Besides Clean Master, Cheetah Mobile makes a mobile browser, antivirus, battery optimizer, and a photo collage app. On the business end, it runs in-app app stores, the Kingmobi mobile ad network, a recommendation engine, and a personal start page. Cheetah reports 329.5 million active users across all of its mobile apps.
Even though Cheetah’s products aren’t exactly fun or sexy, it is one of the few mobile app makers in China that have penetrated the global market with huge success.

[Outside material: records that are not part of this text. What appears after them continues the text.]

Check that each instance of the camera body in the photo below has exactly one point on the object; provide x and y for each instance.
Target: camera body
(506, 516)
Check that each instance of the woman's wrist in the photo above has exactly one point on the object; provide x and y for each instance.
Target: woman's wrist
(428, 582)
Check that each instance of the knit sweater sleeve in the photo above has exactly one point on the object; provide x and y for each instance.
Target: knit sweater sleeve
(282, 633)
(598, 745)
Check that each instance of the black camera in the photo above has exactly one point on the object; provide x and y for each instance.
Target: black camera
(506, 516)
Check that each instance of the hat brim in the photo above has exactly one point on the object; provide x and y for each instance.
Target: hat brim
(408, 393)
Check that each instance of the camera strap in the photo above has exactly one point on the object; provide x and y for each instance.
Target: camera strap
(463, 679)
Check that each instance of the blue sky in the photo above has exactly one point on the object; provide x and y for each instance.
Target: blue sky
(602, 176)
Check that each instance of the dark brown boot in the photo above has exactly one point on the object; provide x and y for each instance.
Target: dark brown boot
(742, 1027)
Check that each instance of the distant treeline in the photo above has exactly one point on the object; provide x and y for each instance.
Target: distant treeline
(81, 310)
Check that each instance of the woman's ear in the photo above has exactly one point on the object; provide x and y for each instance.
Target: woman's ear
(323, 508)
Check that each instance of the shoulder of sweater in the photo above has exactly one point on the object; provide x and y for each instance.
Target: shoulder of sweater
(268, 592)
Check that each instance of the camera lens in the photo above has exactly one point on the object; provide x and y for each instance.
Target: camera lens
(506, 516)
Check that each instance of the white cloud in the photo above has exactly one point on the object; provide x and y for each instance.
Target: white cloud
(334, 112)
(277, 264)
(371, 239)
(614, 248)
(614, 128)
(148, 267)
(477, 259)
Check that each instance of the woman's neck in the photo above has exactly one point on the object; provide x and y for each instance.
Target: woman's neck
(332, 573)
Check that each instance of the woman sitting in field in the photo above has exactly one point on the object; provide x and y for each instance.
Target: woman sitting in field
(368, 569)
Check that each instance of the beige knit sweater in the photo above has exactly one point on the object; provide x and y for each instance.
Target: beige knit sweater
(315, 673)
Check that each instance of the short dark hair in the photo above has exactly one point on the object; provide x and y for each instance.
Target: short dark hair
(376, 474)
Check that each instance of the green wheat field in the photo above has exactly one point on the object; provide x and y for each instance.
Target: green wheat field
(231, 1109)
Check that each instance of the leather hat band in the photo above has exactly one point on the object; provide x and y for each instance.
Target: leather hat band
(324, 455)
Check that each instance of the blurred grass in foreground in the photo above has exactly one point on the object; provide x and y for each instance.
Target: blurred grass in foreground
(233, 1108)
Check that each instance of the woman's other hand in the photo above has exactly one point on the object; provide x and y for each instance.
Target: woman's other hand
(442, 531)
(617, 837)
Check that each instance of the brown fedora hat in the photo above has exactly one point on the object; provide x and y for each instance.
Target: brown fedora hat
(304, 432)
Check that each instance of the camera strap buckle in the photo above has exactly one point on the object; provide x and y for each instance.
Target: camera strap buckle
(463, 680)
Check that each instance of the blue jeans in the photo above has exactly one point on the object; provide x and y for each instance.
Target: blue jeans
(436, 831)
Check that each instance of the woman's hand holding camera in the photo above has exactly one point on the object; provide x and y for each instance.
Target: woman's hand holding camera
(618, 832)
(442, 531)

Kingsoft owns about 54 percent of Cheetah and would retain control over the company after the IPO. The company originally applied to go public in Hong Kong, but the exchange doesn’t allow for the kind of company structure that would allow Kingsoft to keep that control. Chinese ecommerce companies Alibaba and Jingdong have also resorted to US stock exchanges, where structure regulations are more lenient, for similar reasons.
Lei Jun, founder of Chinese smartphone maker Xiaomi, is the chairman of Cheetah’s board of directors. Before starting Xiaomi, Lei was the CEO of Kingsoft, and has since kept close ties. Xiaomi recently invested US$20 million into Kingsoft subsidiary Westhouse.
Cheetah’s revenues more than doubled between 2011 and 2012 and increased over 160 percent to RMB 749.9 million (US$123.9 million) last year.
No details on the number of shares or their price were given.